Daryl Jamieson

composer

concerto haboku / コンチェルト破墨 (2012)
Genre / ジャンル
Piano concerto / ピアノ協奏曲
Instrumentation / 編成
3.3.3.3, 4.3.3.1, timp, 2perc, 2 harp, pf, 30.12.10.8
Duration / 演奏時間
10 minutes / 10分
Other information / 他の情報
This piece is a piano concerto arrangement of broken ink. This version is not published or recorded. Contact the composer for further information.
Programme Note
My concerto haboku for piano and large orchestra was inspired by my first encounter with the 15th century Japanese artist Sesshu’s haboku (broken ink) paintings. These scrolls are painted with broad, abstract monochromatic brushstrokes on a background of delicate washes. The rough strokes are meant to evoke landscape, but to my eyes, appeared so abstracted as to look more like ‘action’ paintings of the early 1950s, especially those by Franz Kline.

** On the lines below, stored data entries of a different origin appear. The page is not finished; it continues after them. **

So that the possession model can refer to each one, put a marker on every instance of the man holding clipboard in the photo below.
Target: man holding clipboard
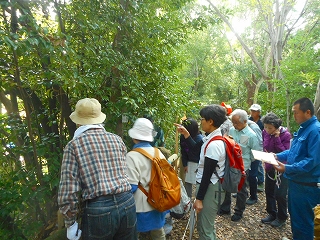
(302, 170)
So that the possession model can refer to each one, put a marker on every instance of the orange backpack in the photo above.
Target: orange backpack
(164, 187)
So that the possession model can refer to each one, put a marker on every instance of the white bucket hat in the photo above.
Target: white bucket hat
(88, 111)
(142, 130)
(255, 107)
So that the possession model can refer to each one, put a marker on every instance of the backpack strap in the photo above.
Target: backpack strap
(212, 139)
(146, 154)
(215, 171)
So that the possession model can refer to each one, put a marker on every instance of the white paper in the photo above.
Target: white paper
(265, 157)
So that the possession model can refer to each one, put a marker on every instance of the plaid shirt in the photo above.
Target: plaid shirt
(93, 165)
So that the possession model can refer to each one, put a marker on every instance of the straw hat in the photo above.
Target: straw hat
(142, 130)
(88, 111)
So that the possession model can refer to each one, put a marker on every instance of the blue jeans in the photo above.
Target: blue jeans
(110, 217)
(260, 175)
(240, 201)
(253, 173)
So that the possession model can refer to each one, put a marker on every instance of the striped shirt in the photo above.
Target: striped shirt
(93, 165)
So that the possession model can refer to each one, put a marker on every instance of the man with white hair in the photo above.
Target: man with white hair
(94, 168)
(247, 139)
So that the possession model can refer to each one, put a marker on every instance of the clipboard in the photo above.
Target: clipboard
(264, 157)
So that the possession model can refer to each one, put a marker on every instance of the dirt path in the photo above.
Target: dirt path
(248, 228)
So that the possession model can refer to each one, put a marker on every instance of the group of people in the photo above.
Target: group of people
(97, 169)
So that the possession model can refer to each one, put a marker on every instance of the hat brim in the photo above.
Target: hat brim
(133, 133)
(86, 121)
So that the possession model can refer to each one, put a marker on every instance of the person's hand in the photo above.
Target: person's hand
(73, 232)
(276, 133)
(280, 167)
(198, 205)
(181, 129)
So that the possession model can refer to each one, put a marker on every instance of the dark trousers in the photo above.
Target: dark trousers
(276, 197)
(253, 173)
(110, 217)
(242, 196)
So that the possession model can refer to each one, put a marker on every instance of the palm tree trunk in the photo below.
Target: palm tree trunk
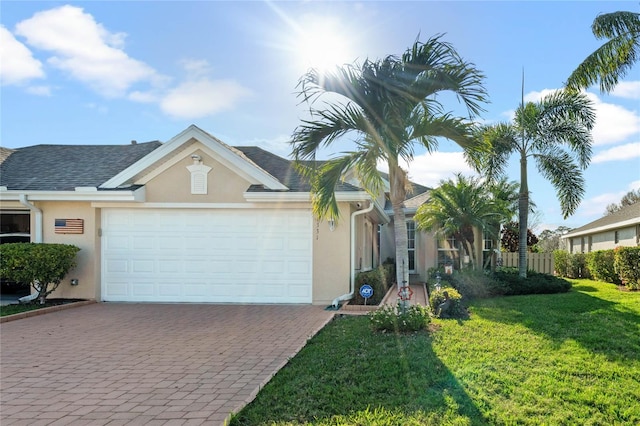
(397, 194)
(523, 218)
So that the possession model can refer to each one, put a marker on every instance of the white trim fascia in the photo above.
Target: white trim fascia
(222, 150)
(138, 195)
(268, 197)
(617, 225)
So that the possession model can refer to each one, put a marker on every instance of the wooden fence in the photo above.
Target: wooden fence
(539, 262)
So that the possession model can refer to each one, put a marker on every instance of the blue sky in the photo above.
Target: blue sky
(104, 72)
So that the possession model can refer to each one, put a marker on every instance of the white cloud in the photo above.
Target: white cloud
(18, 64)
(85, 49)
(201, 98)
(621, 152)
(627, 89)
(614, 123)
(429, 169)
(279, 145)
(39, 90)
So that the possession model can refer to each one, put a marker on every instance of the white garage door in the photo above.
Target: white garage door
(223, 256)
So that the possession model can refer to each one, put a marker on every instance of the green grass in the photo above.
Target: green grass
(571, 358)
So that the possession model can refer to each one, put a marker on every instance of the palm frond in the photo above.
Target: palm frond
(613, 60)
(566, 177)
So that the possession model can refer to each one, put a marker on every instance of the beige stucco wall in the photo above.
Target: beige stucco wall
(173, 185)
(604, 240)
(87, 271)
(331, 258)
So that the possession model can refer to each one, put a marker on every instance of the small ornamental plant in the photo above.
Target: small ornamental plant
(399, 319)
(446, 303)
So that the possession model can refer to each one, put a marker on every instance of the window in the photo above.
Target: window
(448, 251)
(411, 243)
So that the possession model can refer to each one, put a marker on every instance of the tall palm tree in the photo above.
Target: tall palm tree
(611, 61)
(458, 207)
(556, 133)
(389, 105)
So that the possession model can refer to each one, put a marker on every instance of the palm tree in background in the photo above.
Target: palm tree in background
(556, 133)
(459, 207)
(390, 106)
(611, 61)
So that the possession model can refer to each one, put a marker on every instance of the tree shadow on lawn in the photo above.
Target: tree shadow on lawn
(362, 377)
(599, 325)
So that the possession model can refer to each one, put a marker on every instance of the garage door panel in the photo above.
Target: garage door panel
(219, 256)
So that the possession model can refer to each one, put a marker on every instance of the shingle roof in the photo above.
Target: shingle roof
(627, 213)
(283, 170)
(64, 167)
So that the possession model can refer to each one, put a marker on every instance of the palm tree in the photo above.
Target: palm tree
(459, 207)
(611, 61)
(390, 105)
(542, 130)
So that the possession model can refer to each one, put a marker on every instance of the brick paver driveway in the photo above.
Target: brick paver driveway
(156, 364)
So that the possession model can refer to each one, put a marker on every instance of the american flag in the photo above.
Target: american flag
(69, 226)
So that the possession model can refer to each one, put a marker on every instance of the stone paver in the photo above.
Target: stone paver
(141, 364)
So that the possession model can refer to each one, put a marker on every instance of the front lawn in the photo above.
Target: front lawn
(571, 358)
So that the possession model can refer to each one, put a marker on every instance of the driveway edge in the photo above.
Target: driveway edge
(43, 311)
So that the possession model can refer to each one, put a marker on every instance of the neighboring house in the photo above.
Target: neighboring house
(189, 220)
(619, 229)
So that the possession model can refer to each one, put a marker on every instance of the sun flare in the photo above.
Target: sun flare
(322, 45)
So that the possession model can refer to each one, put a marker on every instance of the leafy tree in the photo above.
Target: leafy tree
(556, 133)
(628, 199)
(511, 238)
(458, 206)
(611, 61)
(42, 265)
(389, 105)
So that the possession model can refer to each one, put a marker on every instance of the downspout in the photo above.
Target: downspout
(348, 296)
(38, 217)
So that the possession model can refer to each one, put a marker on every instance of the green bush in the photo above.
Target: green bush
(570, 265)
(601, 266)
(474, 284)
(627, 264)
(535, 283)
(42, 265)
(394, 318)
(377, 279)
(455, 308)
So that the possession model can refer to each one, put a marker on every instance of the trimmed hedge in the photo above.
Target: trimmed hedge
(601, 266)
(627, 264)
(42, 265)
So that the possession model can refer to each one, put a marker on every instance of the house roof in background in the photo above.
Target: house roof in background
(628, 215)
(65, 167)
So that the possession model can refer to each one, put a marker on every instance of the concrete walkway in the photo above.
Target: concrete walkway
(145, 364)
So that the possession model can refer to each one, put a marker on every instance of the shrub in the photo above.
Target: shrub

Taking these paintings as inspiration, I wrote a piece which, like Sesshu’s haboku works, is viewed from the bottom up: the piece is one long ascent, with the rougher strokes in the bass and the delicate washes soughing in the treble background, while the resonances floating through the space connect the disparate parts into a unified whole. Against what are often large blocks of sound coming from the orchestra, the piano soloist functions as a subjective interpreter of the different orchestral masses: now questioning, now mimicking, now looking forward, now recalling. Drawing further on Japanese tradition, the broad harmonic outlines of the piece are based on the standard chords that the shō plays in gagaku orchestral music, and the melodic material is based on Japanese flute scales.